Can you tell the difference?

Well the first quote is from the consultation document setting up the Healthcare Commission in 2004. The second quote is from Alan Johnson’s “first major speech” today at Toynbee Hall.

Young Alan also said:

Of course, there is always a risk that, as fruits fall from the tree, it is the tallest people who catch them first and, left unchecked, this can create a dangerous political paradox: where national progress can become socially regressive, as inequality advances. It is the responsibility of progressive politicians to ensure that the benefits of change are spread evenly across society.


Political paradoxes more likely! Here’s just two or three:

Last year the government insisted on a re-structuring of PCTs resulting in millions of pounds in redundancies with the senior managers getting the “fruits that fall from the tree” and now the poorest of the patients suffer most from an impossibility of access to the remote centralised PCT here in Norfolk.

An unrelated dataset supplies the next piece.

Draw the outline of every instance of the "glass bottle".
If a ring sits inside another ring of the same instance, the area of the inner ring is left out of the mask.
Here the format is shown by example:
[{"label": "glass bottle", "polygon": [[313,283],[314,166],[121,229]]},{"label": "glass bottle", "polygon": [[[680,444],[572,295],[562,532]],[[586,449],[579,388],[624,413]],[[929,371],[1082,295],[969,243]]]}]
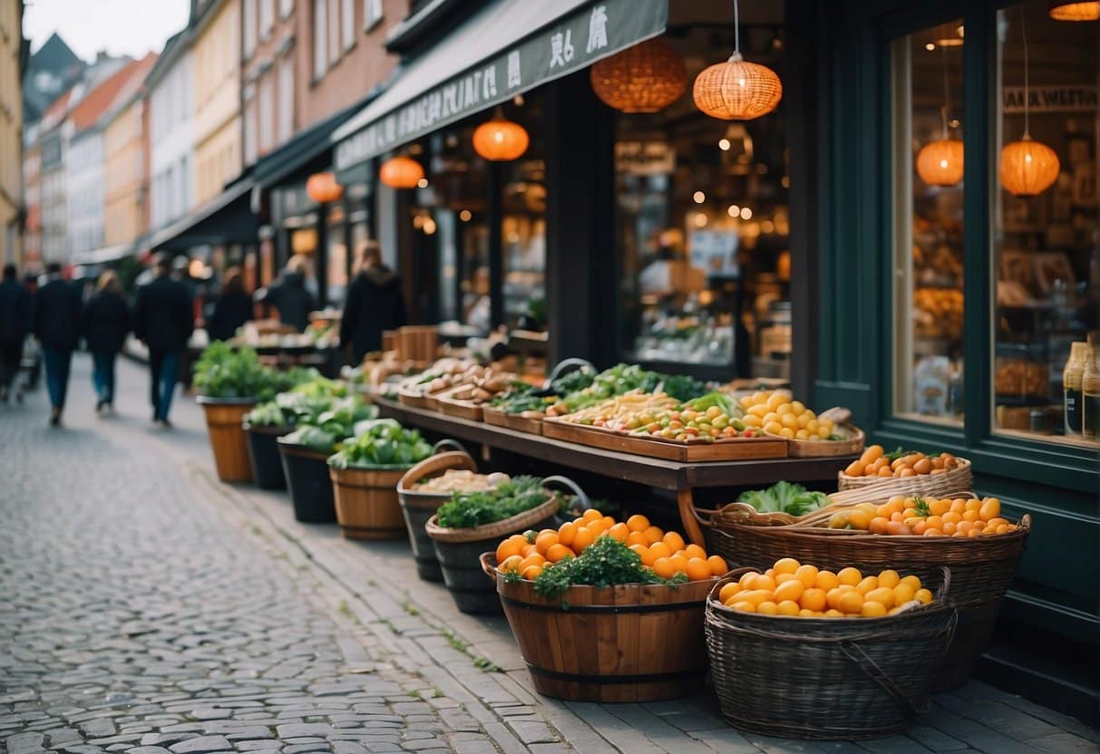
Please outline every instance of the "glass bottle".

In 2003, the government’s “progressive politicians” expensively established new bodies (including another QUANGO) called Patient and Public Involvement in Health. Now they are pushing legislation through Parliament which will abolish those expensively set up bodies to establish yet more expensively set up bodies in their place (Does this remind you of Alice Through the Looking Glass?) and wasting yet more millions which could have contributed to reducing inequalities.

And the fine very expensively established 2004 organisation from which the first quote in this PPlog comes is now going to be expensively done away with and replaced by another expensively set up organisation, Ofcare:

Ofcare will replace the Healthcare Commission, the Commission for Social Care Inspection, and the Mental Health Act Commission. (Health Service Journal 11.09.07.)


And, paradoxically:

Ms Walker (Chief Executive, Healthcare Commission) said there was a risk that Ofcare's remit would not cover measuring progress on health inequalities. (Health Service Journal 11.09.07.)

Comments

Anonymous said…
Am won over by their wisdom and forward thinking...

Another clear as mud lot of verbal gobbleydook from the government.

Or am dreaming I am a bit part actress in Back To The Future?